Fortunately, Siri was a natural doctor. The patients adored him, and the staff at the Hotel Dieu Hospital thought so highly of him that the administration asked him to consider staying on in France and working there full-time. But his heart was with Boua, and when she returned to further The Cause in her homeland, he was at her side.

On Monday, Siri walked down to the Mekhong River and stood for a while. The rains had held on stubbornly that year, but he was sure they were now gone for another five months.
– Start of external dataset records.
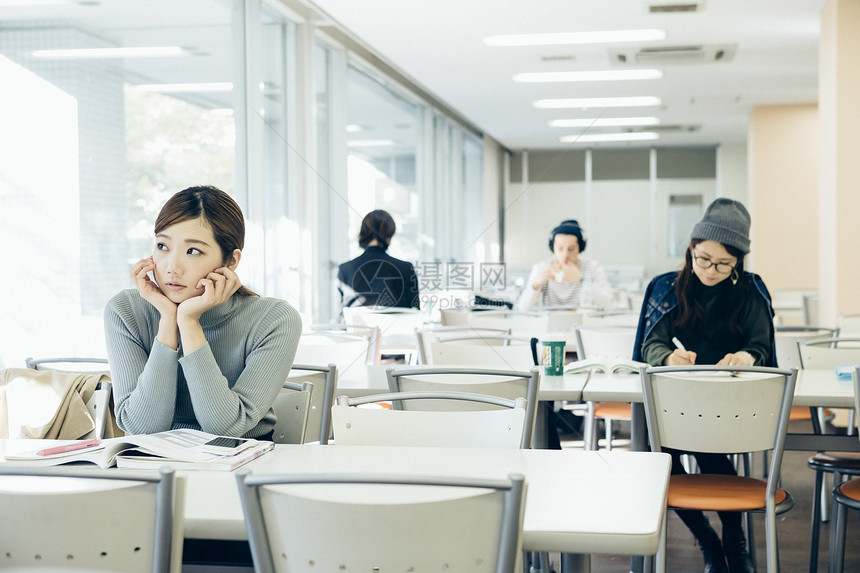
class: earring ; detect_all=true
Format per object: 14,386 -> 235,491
731,269 -> 739,285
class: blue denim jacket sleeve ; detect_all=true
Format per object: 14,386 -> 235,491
631,271 -> 777,367
632,272 -> 678,363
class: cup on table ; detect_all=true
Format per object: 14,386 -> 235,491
541,337 -> 566,376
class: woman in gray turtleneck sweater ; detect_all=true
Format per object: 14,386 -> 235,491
104,186 -> 301,439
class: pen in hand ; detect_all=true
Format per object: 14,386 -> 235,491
36,437 -> 102,457
672,337 -> 686,352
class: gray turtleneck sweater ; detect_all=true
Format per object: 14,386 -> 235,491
104,289 -> 301,438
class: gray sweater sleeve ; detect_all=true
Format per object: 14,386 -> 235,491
104,291 -> 180,434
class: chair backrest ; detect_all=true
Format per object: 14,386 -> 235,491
466,309 -> 551,338
271,381 -> 312,444
801,292 -> 819,326
414,325 -> 511,364
774,326 -> 839,369
580,310 -> 640,326
24,359 -> 112,439
386,366 -> 540,448
332,392 -> 527,448
25,356 -> 109,373
343,307 -> 426,362
0,465 -> 182,572
428,334 -> 538,371
797,337 -> 860,370
574,325 -> 637,362
294,331 -> 372,383
641,365 -> 796,484
236,471 -> 525,573
837,313 -> 860,337
284,363 -> 337,444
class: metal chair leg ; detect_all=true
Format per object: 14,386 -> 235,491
810,468 -> 823,573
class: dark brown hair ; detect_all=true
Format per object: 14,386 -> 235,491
358,209 -> 396,250
154,185 -> 257,297
673,239 -> 746,340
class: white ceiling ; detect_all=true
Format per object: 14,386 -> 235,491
312,0 -> 826,151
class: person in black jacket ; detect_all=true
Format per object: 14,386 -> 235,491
337,210 -> 420,319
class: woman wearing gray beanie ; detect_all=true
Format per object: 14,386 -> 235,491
632,198 -> 776,573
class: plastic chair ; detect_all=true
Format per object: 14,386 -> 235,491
386,366 -> 540,449
23,357 -> 113,440
466,309 -> 551,338
284,363 -> 337,444
271,380 -> 312,444
342,306 -> 426,363
829,366 -> 860,573
0,465 -> 183,572
294,330 -> 373,387
640,365 -> 797,573
236,471 -> 525,573
427,334 -> 539,371
414,324 -> 511,364
332,391 -> 527,449
836,312 -> 860,336
574,325 -> 637,451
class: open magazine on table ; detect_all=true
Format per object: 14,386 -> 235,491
564,358 -> 648,375
3,428 -> 274,471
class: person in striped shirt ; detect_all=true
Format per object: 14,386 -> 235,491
518,219 -> 613,310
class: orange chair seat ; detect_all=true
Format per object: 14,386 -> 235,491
668,474 -> 789,511
808,451 -> 860,469
839,477 -> 860,502
593,402 -> 632,420
789,405 -> 832,421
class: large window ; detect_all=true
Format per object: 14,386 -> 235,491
0,0 -> 239,366
345,65 -> 421,264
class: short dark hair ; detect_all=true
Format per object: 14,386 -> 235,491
358,210 -> 396,250
155,185 -> 257,297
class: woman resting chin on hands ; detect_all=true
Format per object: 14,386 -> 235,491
105,186 -> 301,439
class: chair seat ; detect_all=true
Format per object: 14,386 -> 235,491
836,478 -> 860,506
592,401 -> 632,420
807,451 -> 860,471
788,405 -> 832,421
668,474 -> 790,511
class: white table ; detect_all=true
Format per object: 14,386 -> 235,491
183,446 -> 670,558
1,442 -> 671,573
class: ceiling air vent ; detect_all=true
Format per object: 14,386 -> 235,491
648,1 -> 705,13
609,44 -> 736,65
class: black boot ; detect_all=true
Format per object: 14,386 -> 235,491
677,510 -> 729,573
722,527 -> 754,573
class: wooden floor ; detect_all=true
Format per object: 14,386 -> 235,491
558,417 -> 860,572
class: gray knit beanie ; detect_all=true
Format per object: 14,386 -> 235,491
690,198 -> 751,254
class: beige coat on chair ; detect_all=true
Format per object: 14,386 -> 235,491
0,368 -> 119,439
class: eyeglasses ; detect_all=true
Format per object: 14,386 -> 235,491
692,250 -> 736,275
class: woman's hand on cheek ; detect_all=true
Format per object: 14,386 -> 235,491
130,257 -> 177,317
177,267 -> 241,321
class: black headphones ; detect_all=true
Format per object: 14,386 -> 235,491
548,220 -> 587,253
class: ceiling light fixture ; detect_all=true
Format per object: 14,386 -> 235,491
560,132 -> 660,143
549,117 -> 661,128
134,82 -> 233,93
32,46 -> 187,59
514,69 -> 662,83
484,29 -> 666,47
535,96 -> 662,109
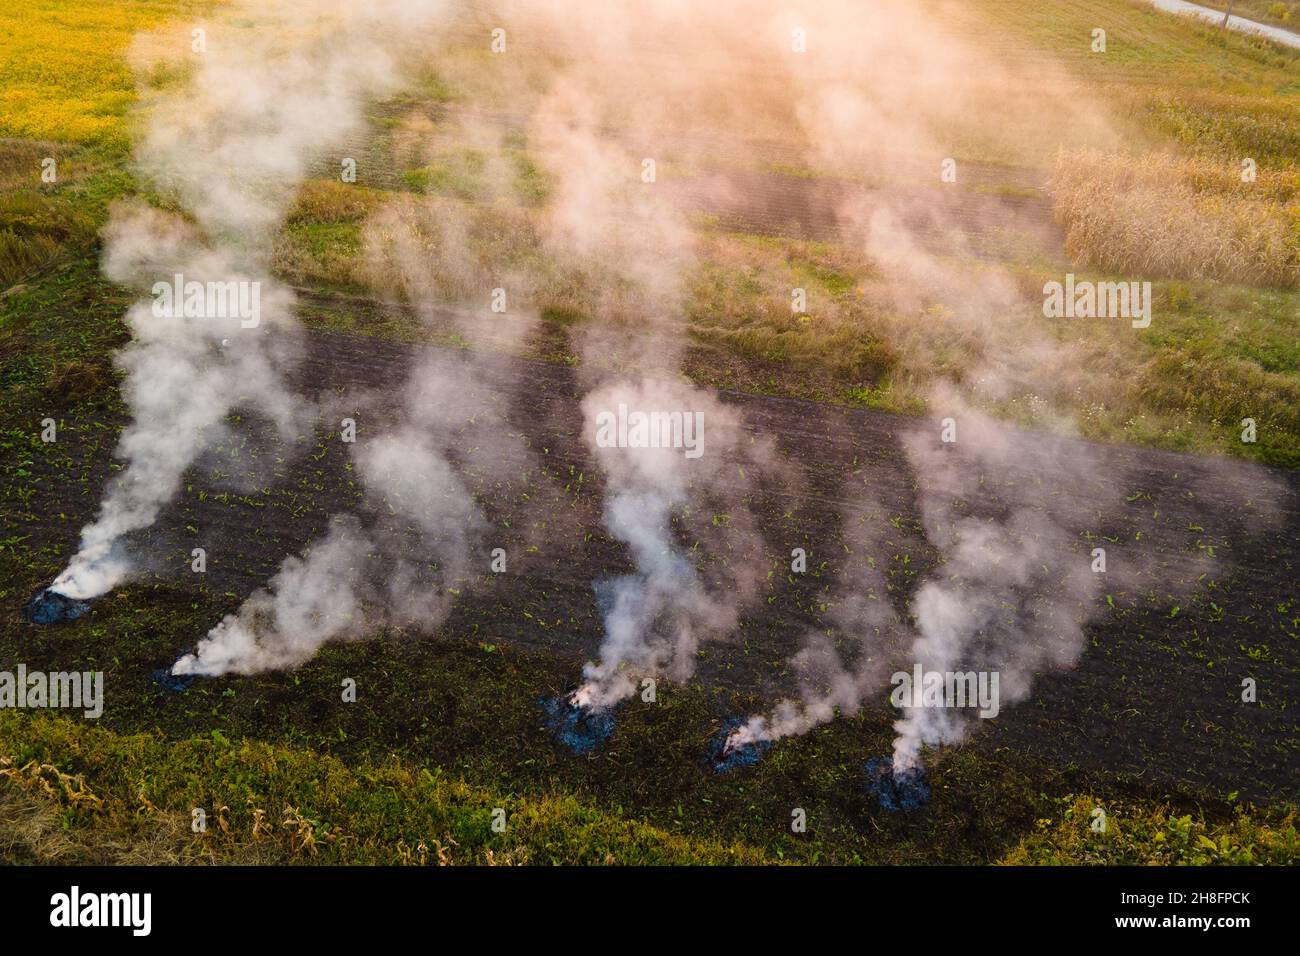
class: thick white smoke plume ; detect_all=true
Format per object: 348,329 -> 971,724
172,518 -> 371,676
889,408 -> 1111,769
715,0 -> 1128,764
724,406 -> 1129,766
175,81 -> 538,676
571,379 -> 773,709
53,207 -> 304,599
53,0 -> 450,599
173,350 -> 500,676
724,504 -> 903,753
511,15 -> 784,711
It was a brisk November morning and the sun hadn’t yet found the strength to dry the grasses on the bank. He let the cool dew soak his feet and wondered how long the Party’s shiny vinyl shoes would survive the next rains.

He walked reluctantly along the embankment and kicked up scents from the Crow Shit blossoms that grew there. On the far bank, Thailand stared rudely back at him, its boats floating close to its waterfront. The river that was once a channel between two countries had become a barrier.

In front of Mahosot Hospital, he sat on a wobbly stool beside the road and ate stale foi noodles purchased from a cart. Nothing really tasted fresh any more. But with all the diseases he’d been exposed to over the years, it wouldn’t make a bit of difference to his health. He could probably inject himself with salmonella and it would pass straight through him.

With no other excuses to delay his arrival at work, he walked between the shoebox buildings toward his office. The hospital had been put together without style or grace by the French and was basically a village of concrete bunkers. He hesitated in front of his own building before stepping inside. The sign over the door said MORGUE in French. The mat beneath it, his own personal touch, said WELCOME in English.

Only two of the rooms in the blockhouse had natural light. One of these was his office. He shared it with his staff of two, a staff that Judge Haeng rudely referred to as one and a half.

“Good morning, Comrades.” He walked into the gray cement room and went over to his desk.

Dtui looked up from her Thai fan magazine.

“Good health, doctor.” She was a solid young nurse with a well-washed but rather craggy face and a happy mouth. Her first reaction to everything was to smile, and goodness knows, she didn’t have a lot to smile about.